Has anyone found/built a stable and surefire system to top up freshwater tanks? Anyone with plans for such a system? 

I was thinking about a 50gal drum of aerated/conditioned water, then a submerged pump with 1/8-1/4" hoses (with inline valve control) running to each tank. I'll probably experiment with some smaller tanks....in the bathtub.

Ideas? Advice?


----------



## rescuepenguin (Apr 21, 2010)

Don't forget to plan for the worst case scenario. A flood would be terrible and maybe costly.


----------



## gklaw (May 31, 2010)

Hi Arthur:

I have a simple autotop off using a sump pump float switch for over 8 years - it is a industrial grade switch though - not sure about the cheaper ones. Cost less that a $100. $70 on the float switch, $25 for a solenoid and you should be good to go.

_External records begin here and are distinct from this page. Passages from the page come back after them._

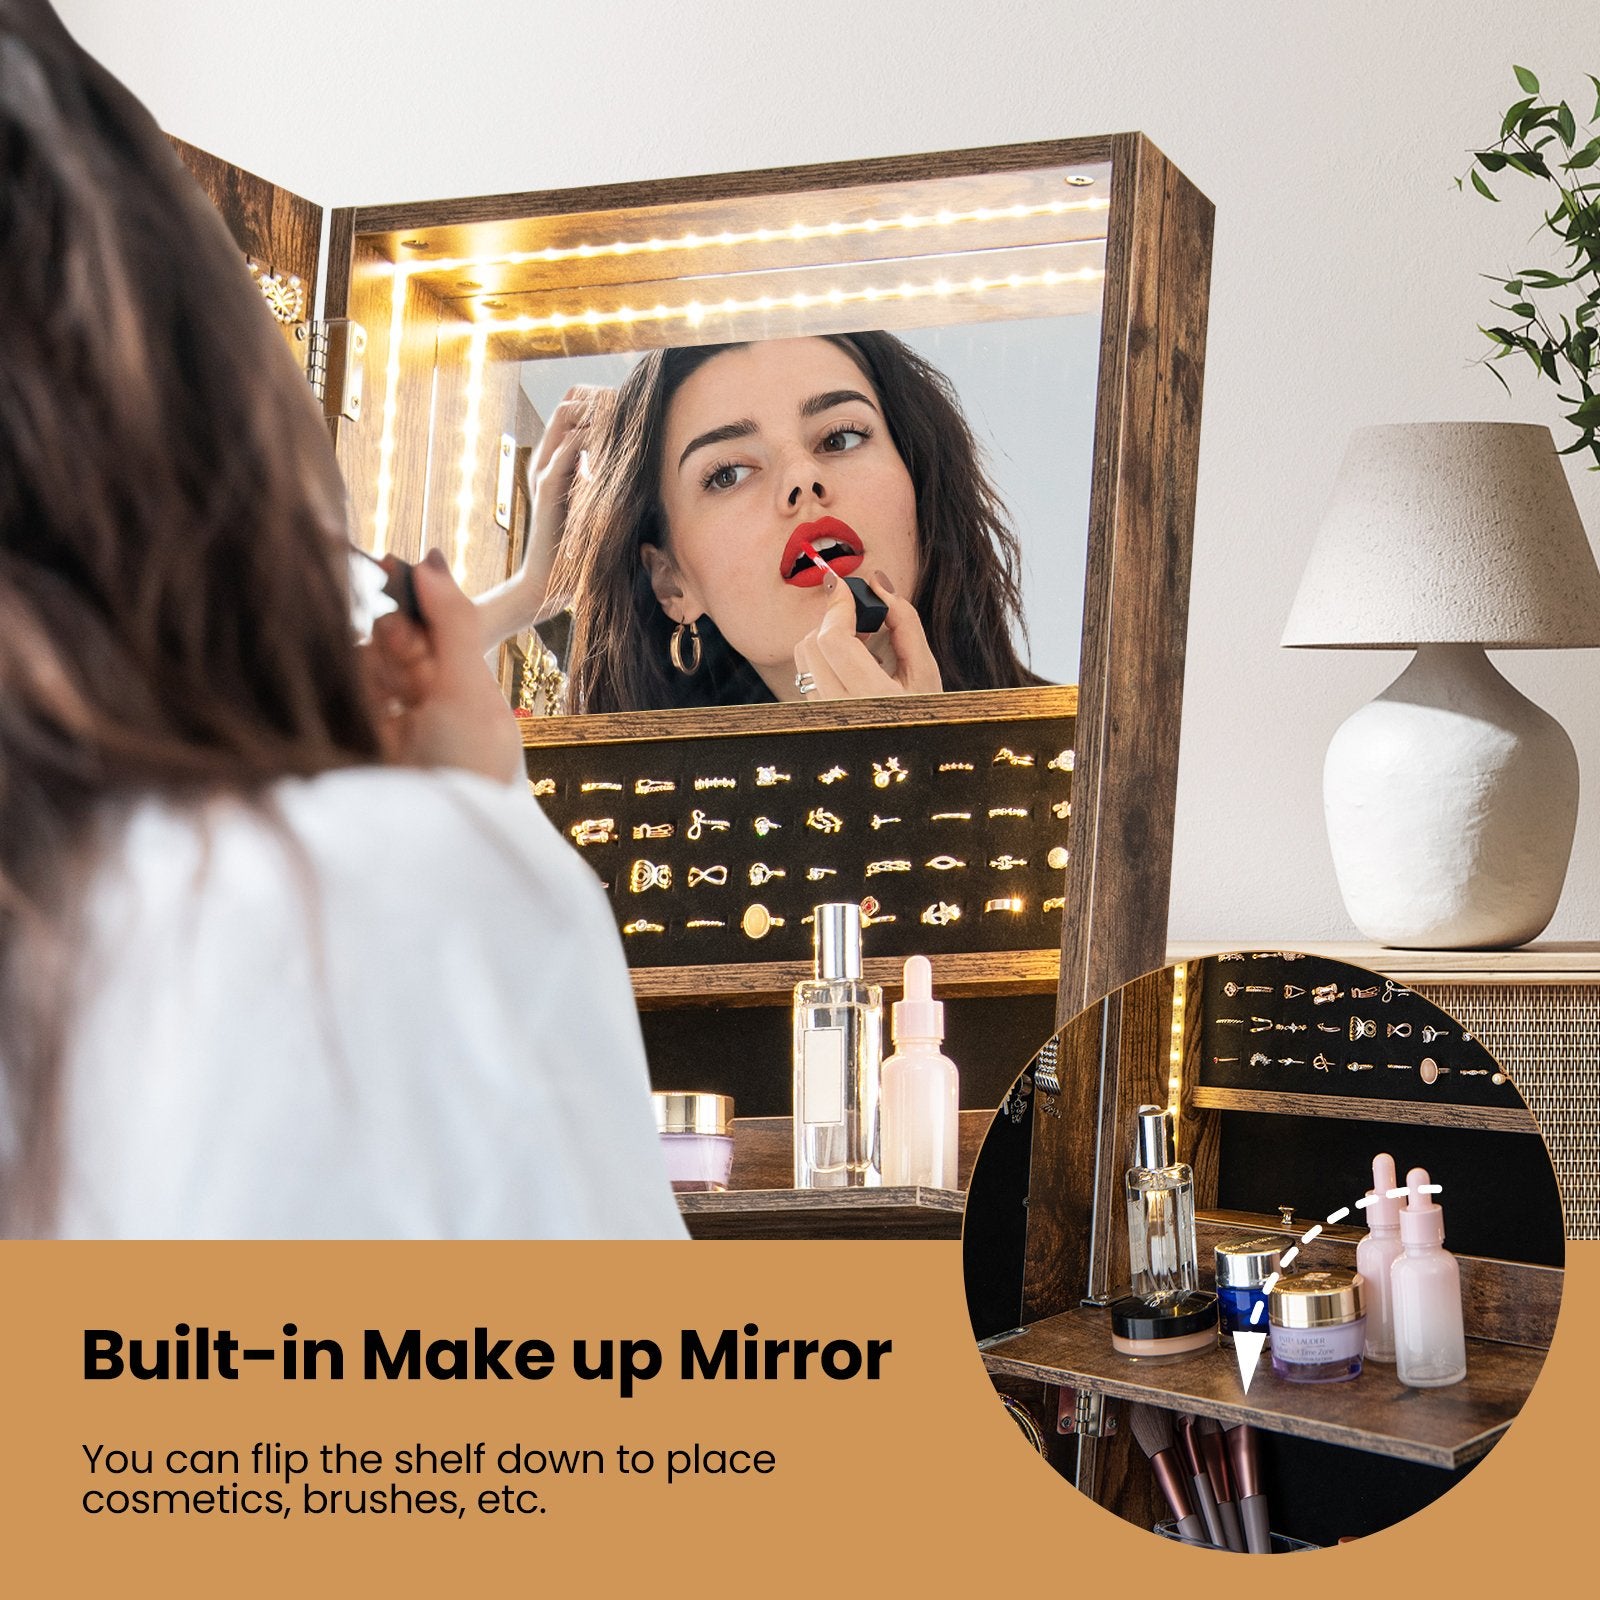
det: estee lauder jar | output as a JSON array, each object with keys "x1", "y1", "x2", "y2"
[
  {"x1": 1268, "y1": 1269, "x2": 1367, "y2": 1383},
  {"x1": 652, "y1": 1093, "x2": 735, "y2": 1192},
  {"x1": 1214, "y1": 1237, "x2": 1283, "y2": 1340}
]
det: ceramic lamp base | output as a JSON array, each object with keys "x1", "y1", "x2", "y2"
[{"x1": 1323, "y1": 645, "x2": 1578, "y2": 948}]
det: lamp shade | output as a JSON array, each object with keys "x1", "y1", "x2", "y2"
[{"x1": 1282, "y1": 422, "x2": 1600, "y2": 648}]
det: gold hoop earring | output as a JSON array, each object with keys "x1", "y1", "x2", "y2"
[{"x1": 668, "y1": 619, "x2": 702, "y2": 675}]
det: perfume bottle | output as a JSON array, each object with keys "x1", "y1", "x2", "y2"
[
  {"x1": 793, "y1": 903, "x2": 883, "y2": 1188},
  {"x1": 1125, "y1": 1104, "x2": 1198, "y2": 1296}
]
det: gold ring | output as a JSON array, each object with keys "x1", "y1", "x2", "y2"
[
  {"x1": 984, "y1": 896, "x2": 1024, "y2": 914},
  {"x1": 629, "y1": 859, "x2": 671, "y2": 893}
]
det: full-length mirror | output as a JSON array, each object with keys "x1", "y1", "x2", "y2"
[{"x1": 328, "y1": 155, "x2": 1110, "y2": 714}]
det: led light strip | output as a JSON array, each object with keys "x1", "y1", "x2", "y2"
[
  {"x1": 403, "y1": 195, "x2": 1108, "y2": 275},
  {"x1": 453, "y1": 263, "x2": 1104, "y2": 336},
  {"x1": 452, "y1": 326, "x2": 489, "y2": 580},
  {"x1": 369, "y1": 267, "x2": 410, "y2": 554},
  {"x1": 1168, "y1": 962, "x2": 1189, "y2": 1129}
]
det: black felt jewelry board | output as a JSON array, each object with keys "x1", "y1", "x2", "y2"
[
  {"x1": 1197, "y1": 951, "x2": 1525, "y2": 1113},
  {"x1": 521, "y1": 703, "x2": 1075, "y2": 969}
]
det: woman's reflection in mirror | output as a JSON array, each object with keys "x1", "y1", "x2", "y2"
[{"x1": 478, "y1": 333, "x2": 1040, "y2": 711}]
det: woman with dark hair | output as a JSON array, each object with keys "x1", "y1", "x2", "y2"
[
  {"x1": 486, "y1": 331, "x2": 1037, "y2": 712},
  {"x1": 0, "y1": 0, "x2": 682, "y2": 1239}
]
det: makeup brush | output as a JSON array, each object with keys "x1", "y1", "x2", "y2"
[
  {"x1": 1196, "y1": 1417, "x2": 1245, "y2": 1552},
  {"x1": 1176, "y1": 1414, "x2": 1225, "y2": 1547},
  {"x1": 1126, "y1": 1405, "x2": 1210, "y2": 1546},
  {"x1": 1225, "y1": 1422, "x2": 1272, "y2": 1555}
]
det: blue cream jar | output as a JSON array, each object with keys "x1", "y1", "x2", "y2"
[{"x1": 1213, "y1": 1237, "x2": 1283, "y2": 1339}]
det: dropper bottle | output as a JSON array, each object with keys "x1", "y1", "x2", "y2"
[
  {"x1": 1356, "y1": 1152, "x2": 1404, "y2": 1361},
  {"x1": 881, "y1": 955, "x2": 960, "y2": 1187},
  {"x1": 1390, "y1": 1167, "x2": 1467, "y2": 1388}
]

No incident yet except maybe one close one. There are ways to overcome accidents but never 110% sure. Never say never if you spend enough.

I will show you what I have when you come over for the E400.


----------



## Treasure chest (Apr 21, 2010)

I built one based on 7 bucks ebay switch. The key is make sure you keep your switch away from debris and lights. I hide mine in a black film canister with opening covered with mesh. nothing except water will get in and no algae growth because there is no light. Also try to limit the amount water in the reservoir. Worst case scenario that you only flood whatever water you have in the reservoir.


----------



## pistolpete (May 2, 2010)

I am curious what the point of such a system would be? It seems to me that my tanks get automatically topped up with weekly water changes.


----------



## Treasure chest (Apr 21, 2010)

If you have open top; high intensity lights which creates lot of heat; or if you have small tanks which does not hold too much water.


----------